Closed GoogleCodeExporter closed 9 years ago
This is with the current source checkout of regex.
Note that changing the test to "import regex; flags = regex.FULLCASE |
regex.UNICODE; pat = regex.compile(r'xxx', flags=flags); raw='yxxx'; print
([x.group() for x in pat.finditer(raw)]); print (pat.findall(raw))"
Which keeps a reference to the string being searched on, causes both finditer
and findall to fail on windows 32 and no change in linux 64.
Original comment by adse...@calibre-ebook.com
on 31 Dec 2013 at 9:14
Using unicode string literals also does not affect the failure. (I am testing
on python 2.7)
Original comment by adse...@calibre-ebook.com
on 31 Dec 2013 at 9:16
Passing in the IGNORECASE flag causes the matching to work, presumably because
it causes a memcpy?
Original comment by adse...@calibre-ebook.com
on 31 Dec 2013 at 9:36
Similarly, passing in the REVERSE flag also causes it to work.
Original comment by adse...@calibre-ebook.com
on 31 Dec 2013 at 9:45
It looks like req)pos and req_end are not initialized in state_init_2()

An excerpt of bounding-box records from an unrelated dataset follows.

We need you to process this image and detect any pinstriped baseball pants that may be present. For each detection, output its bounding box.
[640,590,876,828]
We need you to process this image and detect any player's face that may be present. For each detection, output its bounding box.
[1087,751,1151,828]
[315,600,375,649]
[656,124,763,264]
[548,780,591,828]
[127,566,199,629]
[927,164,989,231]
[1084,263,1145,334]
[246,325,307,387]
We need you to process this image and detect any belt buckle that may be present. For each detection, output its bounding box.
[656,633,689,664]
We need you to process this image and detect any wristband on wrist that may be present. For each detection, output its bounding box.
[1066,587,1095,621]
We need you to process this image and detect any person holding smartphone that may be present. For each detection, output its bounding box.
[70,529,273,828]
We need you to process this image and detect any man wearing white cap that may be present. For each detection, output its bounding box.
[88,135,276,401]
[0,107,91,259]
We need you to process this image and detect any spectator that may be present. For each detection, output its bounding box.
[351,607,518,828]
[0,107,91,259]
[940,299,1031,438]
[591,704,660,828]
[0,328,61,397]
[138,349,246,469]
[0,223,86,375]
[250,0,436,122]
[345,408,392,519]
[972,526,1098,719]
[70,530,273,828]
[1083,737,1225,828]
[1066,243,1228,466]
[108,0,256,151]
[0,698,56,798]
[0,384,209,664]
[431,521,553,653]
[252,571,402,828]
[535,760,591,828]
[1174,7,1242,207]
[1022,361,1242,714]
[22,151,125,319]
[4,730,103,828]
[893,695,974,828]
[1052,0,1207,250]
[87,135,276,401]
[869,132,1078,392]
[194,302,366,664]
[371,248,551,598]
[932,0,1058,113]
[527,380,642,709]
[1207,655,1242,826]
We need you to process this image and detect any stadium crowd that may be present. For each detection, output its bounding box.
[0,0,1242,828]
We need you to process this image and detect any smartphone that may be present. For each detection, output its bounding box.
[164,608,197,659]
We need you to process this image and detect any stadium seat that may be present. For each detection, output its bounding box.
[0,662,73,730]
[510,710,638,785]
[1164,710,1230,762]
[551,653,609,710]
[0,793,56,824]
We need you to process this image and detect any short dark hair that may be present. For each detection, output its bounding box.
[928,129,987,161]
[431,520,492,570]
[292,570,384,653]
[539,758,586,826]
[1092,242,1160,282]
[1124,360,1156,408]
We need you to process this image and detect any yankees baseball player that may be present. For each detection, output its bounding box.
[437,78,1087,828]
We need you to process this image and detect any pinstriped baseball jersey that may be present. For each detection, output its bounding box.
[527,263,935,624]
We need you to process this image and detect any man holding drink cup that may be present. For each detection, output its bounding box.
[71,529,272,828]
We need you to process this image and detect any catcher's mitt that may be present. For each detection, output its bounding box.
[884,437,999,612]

I am still testing but adding
state->req_pos = -1;
in state_init_2() fixes my test case. However, I dont understand the code well
enough. The bug happens when the value state->req_pos gets happens to be 0.
Is -1 the right value to initialize it to. What about req_end?
Original comment by adse...@calibre-ebook.com
on 31 Dec 2013 at 12:04
The following diff fixes all instances of this bug that I was able to
reproduce. However, I do not know if the fix is correct or complete.
diff --git a/src/regex/_regex.c b/src/regex/_regex.c
index 43f2135920..4418ccd817 100644
--- a/src/regex/_regex.c
+++ b/src/regex/_regex.c
@@ -13232,6 +13232,7 @@ Py_LOCAL_INLINE(BOOL) state_init_2(RE_State* state,
PatternObject* pattern,
state->groups = NULL;
state->repeats = NULL;
+ state->req_pos = -1;
state->visible_captures = visible_captures;
state->match_all = match_all;
state->backtrack_block.previous = NULL;
Original comment by adse...@calibre-ebook.com
on 31 Dec 2013 at 12:14
You are correct. state->req_pos wasn't initialised.
Fixed in regex 2013-12-31.
Original comment by re...@mrabarnett.plus.com
on 31 Dec 2013 at 8:42
Original issue reported on code.google.com by
adse...@calibre-ebook.com
on 31 Dec 2013 at 8:55